A crescente insatisfação sobre a forma como estavam a ser geridas as coisas do Reino abriu um fosso entre a família real e o povo, não obstante a simpatia que as figuras de Dom Carlos e da Rainha Dona Amélia sempre suscitaram na maior parte dos portugueses. E foi sobre o Rei que se abateu a crispação daqueles que vinham conspirando, adeptos do republicanismo e das ideias saídas da Revolução Francesa. No regicídio, para além de Dom Carlos, morreu também o príncipe herdeiro. Estavam abertas as portas para o novo rumo da História de Portugal.
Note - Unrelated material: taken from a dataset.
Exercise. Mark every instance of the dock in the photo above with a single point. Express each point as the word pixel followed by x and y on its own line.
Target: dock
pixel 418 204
A implantação da República foi declarada dois anos depois desse assassinato, em 5 de outubro de 1910 .
Com a Primeira República de Portugal (1910 / 1926) em clima de grande instabilidade causada acima de tudo pela prevalência de várias fações (republicanas e não só), foi difícil manter consensos e consistência nas medidas que foram tomadas, muitas delas de forma precipitada e, como tal, pouco duradoura. Um dos aspetos em que se notou a ineficácia dos governos republicanos iniciais e a falta de confiança dos cidadãos que demoraram a perceber as linhas determinantes das mudanças que então se operaram foi a da figura do Presidente da República.
O receio de o presidente ser outra forma de rei
De início, não havia eleições por sufrágio universal, como hoje acontece. O presidente era eleito pelos elementos do Senado e do Congresso então existentes no seio da Assembleia Nacional Constituinte. E o primeiro a preencher esse lugar foi Manuel de Arriaga que obteve a maioria em relação a quatro outros candidatos saídos da agitação revolucionária do início do século XX.
Manuel de Arriaga (1840 – Faial / 1917 – Lisboa) presidiu ao Governo desde 1911 a 1915. Deste ano até 1919 (espaço temporal que deveria corresponder a um mandato completo do mesmo presidente reeleito ou de um outro presidente sucessor) houve cinco presidentes da República: Teófilo Braga (1843 – Ponta Delgada / 1924 – Lisboa), Bernardino Machado (1851 – Rio de Janeiro / 1944 – Porto), Sidónio Pais (1872 – Caminha / 1918 – Lisboa), Canto e Castro (1862 – Lisboa / 1934 – Lisboa) e António José de Almeida (1866 – Penacova / 1929 – Lisboa). Manuel Teixeira Gomes (1860 – Portimão / 1941 – França) antecedeu um novo mandato de Bernardino Machado, eleito em 1925. Sidónio Pais que ficaria conhecido como “presidente-rei” pelas simpatias que sempre nutriu pela Monarquia foi o primeiro e único de todos os presidentes da Primeira República a ser eleito pelo povo. A experiência eleitoral não seria continuada porque logo então se registaram acusações de burlas, erros na contabilidade dos votos, batotas várias, omissões, não obstante o candidato vencedor ter sido único. A governação deste não durou mais do que sete meses, já que também foi assassinado por descontentes com o seu autoritarismo e a sua política definida como “Ditadura Nacional”. Numa sucessão de nomes propostos ao cargo, Bernardino Machado tornou-se de novo presidente em dezembro de 1925. Obteve uma percentagem esmagadora de votos (93 %). Era notório o cansaço na dança de cadeiras das forças políticas de então, muito disseminadas por várias fações.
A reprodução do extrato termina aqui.